Many landlords have plumbers that they work with and will want you to contact them.
In this case, they will have set up a payment system so that their tenants are not involved.
Other landlords will ask you to contact a plumber and deduct the cost from your next rental payment.
Make sure you get a receipt in this case.
If you are not renting, contact the plumber of your choice.
Since there isn’t any landlord, it is up to you to handle things.
You will need to get in touch with a plumber, have them do the work, get a receipt, and split the cost with that roommate who clogged up the drain.
Top Roommate Expert Tip
You may say, “But it was my roommate who clogged up the toilet! Why should I pay anything?”
If plungers, augers, toilet snakes, and chemicals did not solve the problem, chances are it was not really due to your roommate.
At some point, the system was going to get clogged.
It could just as well have been you.
5. The toilet got stopped up due to the toilet paper itself.
Research shows that all toilet papers are not created equally pipe-friendly.
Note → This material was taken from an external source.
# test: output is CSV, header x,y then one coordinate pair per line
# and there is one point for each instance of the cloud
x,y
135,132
Your toilet paper might be a potential pipe-clogger for anyone…not just your roommate.
What to do
Check out your toilet paper options.
Some toilet papers are made to dissolve more quickly. This means they don’t hang around in clumps, waiting to clog your toilet.
6. It was the toilet flapper (not your roommate) that really clogged up the toilet.
The toilet flapper lifts to let water out of the toilet tank and into the bowl.
The flapper should lift as much as possible, letting the maximum amount of water into the bowl.
If there is not enough water in the toilet bowl, the flush will not be maximally effective.
This can eventually cause clogs.
What to do
Adjust the flapper.
There is a chain which attaches the flapper to the flush handle.
Adjust it so that the flapper opens completely on each flush.
7. Double flush
Being delicate about it, your diet can affect your bowel movements.
I personally found this to be true when I moved to a vegan diet several years ago.
What to do
The fact is that one flush can only do so much. So, flush twice.
This will help make sure that everything gets out of the toilet pipes and well into the sewer system.
It will also keep things fresher and more hygienic in the bathroom.
This is the method I use to keep my housemates happy and my toilet clog-free.